As an analogy, consider the progress of physics. We can nowadays say that Newton was wrong about everything. His theories are completely supplanted by relativity and quantum theory (though they remain useful approximations for use in engineering, etc.). However, Einstein, Heisenberg, Schrödinger, et al. would never have figured out those theories if it weren’t for Newton. Similarly, one could argue that the ending of slavery in the West was made possibly by the advancements towards universal human rights made by the classical liberals, even when they were sometimes also guilty of violating human rights toward certain groups.
Of course, even today, we do not enjoy full classical liberal autonomy.
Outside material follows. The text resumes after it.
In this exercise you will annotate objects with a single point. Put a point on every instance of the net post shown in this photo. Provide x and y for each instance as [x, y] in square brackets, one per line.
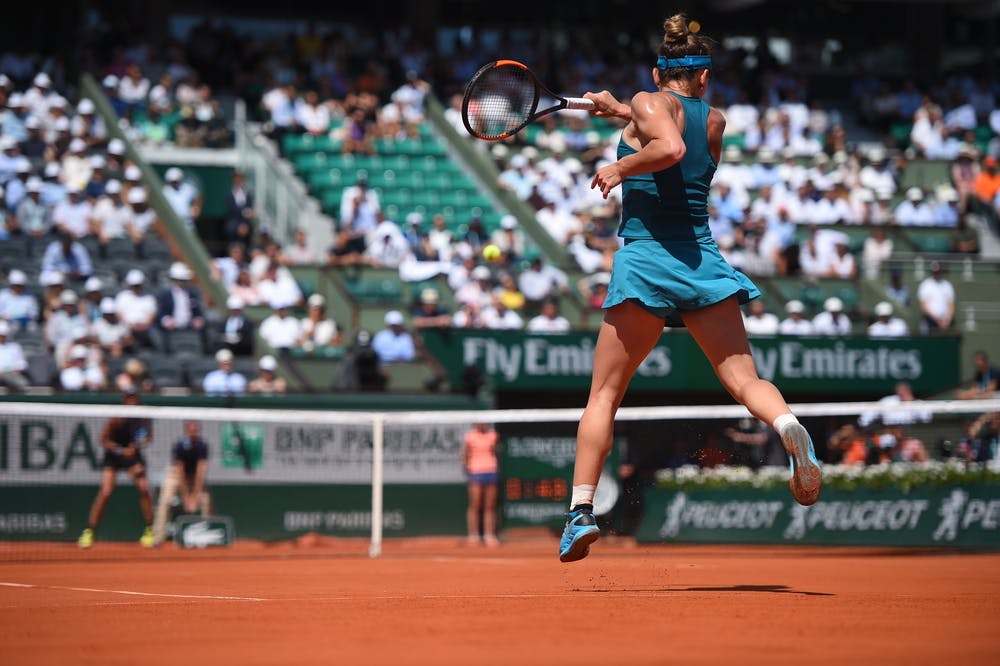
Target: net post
[378, 441]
I would argue, for example, that conscription violates the principles of classical liberalism (and conscription was always part of the US: every able-bodied white male was liable for 90 days of militia duty per year, for example). We still allow parents to mutilate their children’s genitals, as another example (and here is where I think we need to more fully understand what a ward should be, in accordance with liberal principles: not someone under the parents’ full control, but someone under their protection).
We should absolutely criticize those classical liberals who held slaves, or who denied the rights of women. Yet we should also celebrate the progress which they made, which is part of the march of progress for which we now fight. Criticizing them is the only way forward, yet to go forward, we need to understand that their failures were due to limited or contradictory applications of these ideals, and not a failure of those ideals themselves.
So thank you, Thomas Jefferson, for the great progress to which you contributed, you slave-owning bastard!